Silence and impotence were the hallmarks of the Arab response to Israel's second invasion of Lebanon on 6 June 1982. The invasion was called ‘Operation Peace for Galilee' in an attempt to portray it as a defensive measure to stop PLO attacks. But it was an offensive war that
violated a year-long ceasefire brokered by the US. Menachem Begin was nominally in charge, but the real driving force behind the war was Ariel Sharon. From his first day at the defence ministry, Sharon started planning the invasion of Lebanon. He developed what came to be known as the ‘Big Plan' for using Israel's military power to establish political hegemony in the Middle East.

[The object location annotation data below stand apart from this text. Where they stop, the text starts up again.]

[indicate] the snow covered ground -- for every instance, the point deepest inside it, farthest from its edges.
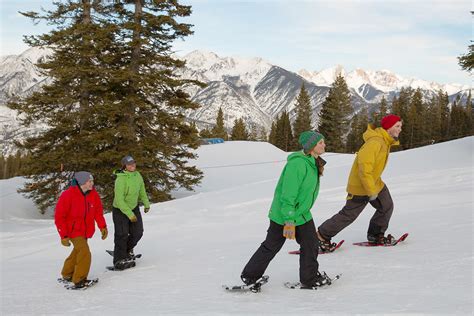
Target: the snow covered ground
(196, 243)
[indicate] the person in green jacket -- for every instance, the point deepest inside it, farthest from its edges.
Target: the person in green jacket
(290, 214)
(129, 190)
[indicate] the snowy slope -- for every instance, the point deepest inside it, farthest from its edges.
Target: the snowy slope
(193, 245)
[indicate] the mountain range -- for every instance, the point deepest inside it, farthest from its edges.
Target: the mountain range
(248, 88)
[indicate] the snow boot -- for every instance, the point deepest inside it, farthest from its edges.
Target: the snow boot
(124, 264)
(325, 244)
(248, 281)
(380, 239)
(320, 280)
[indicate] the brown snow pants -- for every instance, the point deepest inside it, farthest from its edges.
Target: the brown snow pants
(78, 263)
(355, 204)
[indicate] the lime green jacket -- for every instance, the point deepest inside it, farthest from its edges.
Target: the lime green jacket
(296, 191)
(129, 190)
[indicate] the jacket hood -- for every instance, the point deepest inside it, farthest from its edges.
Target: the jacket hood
(123, 173)
(300, 155)
(380, 133)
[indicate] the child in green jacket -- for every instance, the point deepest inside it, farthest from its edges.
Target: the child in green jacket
(290, 214)
(129, 190)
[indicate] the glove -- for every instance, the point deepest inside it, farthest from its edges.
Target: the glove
(65, 242)
(373, 197)
(104, 233)
(289, 230)
(133, 218)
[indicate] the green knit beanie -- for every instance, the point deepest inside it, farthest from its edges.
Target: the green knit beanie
(309, 139)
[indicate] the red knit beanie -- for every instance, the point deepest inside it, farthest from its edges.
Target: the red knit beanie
(389, 120)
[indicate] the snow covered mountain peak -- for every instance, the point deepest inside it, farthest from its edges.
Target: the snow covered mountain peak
(212, 67)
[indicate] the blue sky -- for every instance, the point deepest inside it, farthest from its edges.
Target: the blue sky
(418, 39)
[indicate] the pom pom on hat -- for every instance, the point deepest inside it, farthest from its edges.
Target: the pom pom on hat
(389, 120)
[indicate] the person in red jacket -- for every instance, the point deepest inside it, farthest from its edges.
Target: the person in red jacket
(78, 209)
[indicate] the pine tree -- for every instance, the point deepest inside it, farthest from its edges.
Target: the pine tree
(443, 104)
(467, 61)
(303, 115)
(205, 133)
(219, 129)
(417, 130)
(272, 135)
(284, 134)
(358, 127)
(378, 115)
(114, 92)
(262, 135)
(400, 107)
(434, 119)
(470, 113)
(334, 118)
(239, 131)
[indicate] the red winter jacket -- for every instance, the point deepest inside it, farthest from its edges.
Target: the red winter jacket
(76, 212)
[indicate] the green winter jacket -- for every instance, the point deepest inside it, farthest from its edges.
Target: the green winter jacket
(129, 189)
(296, 190)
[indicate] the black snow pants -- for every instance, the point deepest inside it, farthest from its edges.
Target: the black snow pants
(127, 234)
(305, 237)
(355, 204)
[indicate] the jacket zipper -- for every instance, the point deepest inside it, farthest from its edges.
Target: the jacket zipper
(85, 215)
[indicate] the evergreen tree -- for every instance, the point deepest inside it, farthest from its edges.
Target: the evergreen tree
(254, 129)
(114, 92)
(205, 133)
(219, 129)
(262, 135)
(400, 107)
(417, 131)
(334, 118)
(434, 119)
(467, 61)
(443, 104)
(303, 115)
(470, 113)
(272, 135)
(358, 127)
(284, 134)
(239, 131)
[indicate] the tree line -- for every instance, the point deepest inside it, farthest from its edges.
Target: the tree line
(424, 121)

The first aim of Sharon's plan was to destroy the PLO's military infrastructure in Lebanon and to undermine it as a political organization. The second was to establish a new political order in Lebanon by helping Israel's Maronite friends to form a government that would proceed to sign a peace treaty with Israel. The third was to expel the Syrian forces from Lebanon or at least to weaken seriously the Syrian presence there. In Sharon's big plan, the war in Lebanon was intended to transform the situation not only in Lebanon but in the whole Middle East.
13
The destruction of the PLO would break the backbone of Palestinian nationalism and facilitate the absorption of the West Bank into Greater Israel. The resulting influx of Palestinians from Lebanon and the West Bank into Jordan would eventually sweep away the Hashemite monarchy and transform the East Bank into a Palestinian state. Sharon reasoned that Jordan's conversion into a Palestinian state would ease international pressure on Israel and give it a freer hand to determine the fate of the West Bank and the Gaza Strip. To his close friends Sharon disclosed that had he been prime minister he would have actively helped the Palestinians depose Hussein and establish a Palestinian state in Jordan. He said he would give Hussein twenty-four hours to get out of Amman, but he did not say what would happen if Hussein declined.
14
Begin was not privy to all aspects of Sharon's ambitious geopolitical scenario, but they were united by their desire to act against the PLO in Lebanon.